No Carnaval em todos os cantos o grito geral foi Fora Temer.
Desconfio que até quem bateu panela gritou, acostumados a ir na onda das modinhas.

Que grande sacanagem é essa invenção brasileira chamada banheiro de empregada. Já repararam que não tem pia? Será que empregadas não escovam os dentes nem lavam as mãos?
….
Não quero um livro que eu não consiga largar. Quero um livro que eu tenha vontade de voltar, algo a esperar durante os horas chatas do dia. Saber que sim, tenho que fazer isso e isso e isso, mas que depois, poderei deitar na minha cama e finalmente retomar a leitura, reencontrar os personagens, torcer, rir, chorar, morrer de raiva. Eu quero um livro que não se leia numa sentada, mas um que me acompanhe por dias, para atenuar a falta de imaginação da vida cotidana.

Não é lindo pensar que em algum lugar está alguém está abrindo pela primeira vez um livro que você ama?
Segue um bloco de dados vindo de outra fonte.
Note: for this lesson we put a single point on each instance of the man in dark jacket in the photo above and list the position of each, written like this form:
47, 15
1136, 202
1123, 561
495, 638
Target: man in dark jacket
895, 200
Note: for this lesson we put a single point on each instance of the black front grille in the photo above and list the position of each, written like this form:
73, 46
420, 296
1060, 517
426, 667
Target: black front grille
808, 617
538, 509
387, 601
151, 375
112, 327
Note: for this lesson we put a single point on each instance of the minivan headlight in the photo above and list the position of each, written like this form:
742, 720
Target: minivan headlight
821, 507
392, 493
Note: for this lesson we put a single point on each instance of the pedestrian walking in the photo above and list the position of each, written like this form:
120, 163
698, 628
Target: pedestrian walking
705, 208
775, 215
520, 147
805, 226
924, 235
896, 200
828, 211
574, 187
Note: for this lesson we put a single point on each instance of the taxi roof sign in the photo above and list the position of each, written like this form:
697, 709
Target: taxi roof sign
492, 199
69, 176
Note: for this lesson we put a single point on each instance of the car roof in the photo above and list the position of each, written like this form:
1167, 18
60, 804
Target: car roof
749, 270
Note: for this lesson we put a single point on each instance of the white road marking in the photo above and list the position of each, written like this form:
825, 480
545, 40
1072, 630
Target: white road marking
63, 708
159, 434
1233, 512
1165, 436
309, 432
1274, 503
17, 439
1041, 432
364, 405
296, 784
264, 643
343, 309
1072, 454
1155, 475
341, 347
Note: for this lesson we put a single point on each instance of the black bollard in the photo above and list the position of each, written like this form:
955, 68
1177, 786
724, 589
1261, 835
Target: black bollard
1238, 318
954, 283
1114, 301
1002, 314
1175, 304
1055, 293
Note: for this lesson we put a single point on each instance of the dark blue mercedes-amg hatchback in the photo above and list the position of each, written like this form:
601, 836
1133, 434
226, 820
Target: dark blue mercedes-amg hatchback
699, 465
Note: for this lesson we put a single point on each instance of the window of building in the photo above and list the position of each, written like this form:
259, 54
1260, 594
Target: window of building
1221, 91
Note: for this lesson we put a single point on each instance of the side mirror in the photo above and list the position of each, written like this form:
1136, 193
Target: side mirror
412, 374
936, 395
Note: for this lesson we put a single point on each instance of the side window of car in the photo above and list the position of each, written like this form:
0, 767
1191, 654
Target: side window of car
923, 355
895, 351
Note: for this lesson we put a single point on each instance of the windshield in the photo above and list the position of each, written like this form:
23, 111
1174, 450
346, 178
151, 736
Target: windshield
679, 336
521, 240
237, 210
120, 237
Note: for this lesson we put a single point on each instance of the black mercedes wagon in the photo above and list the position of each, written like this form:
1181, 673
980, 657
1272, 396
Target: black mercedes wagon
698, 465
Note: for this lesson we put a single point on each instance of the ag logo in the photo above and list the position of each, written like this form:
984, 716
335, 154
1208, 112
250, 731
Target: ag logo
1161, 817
Atualmente meu único projeto pessoal é pagar os boletos.

Estou faltando direto ao pilates. Mas vou me emendar. Vejo fotos no instagram de pessoas que fazem exercícios e fico pensando: quero ser como elas? Pessoas suadas, sorriso trincado, chapadas de endorfina com um olharzinho meio maníaco? Acho que não.

Como aguentar o tranco em 2017? Vou fazer uma lista de ações e aceito sugestões.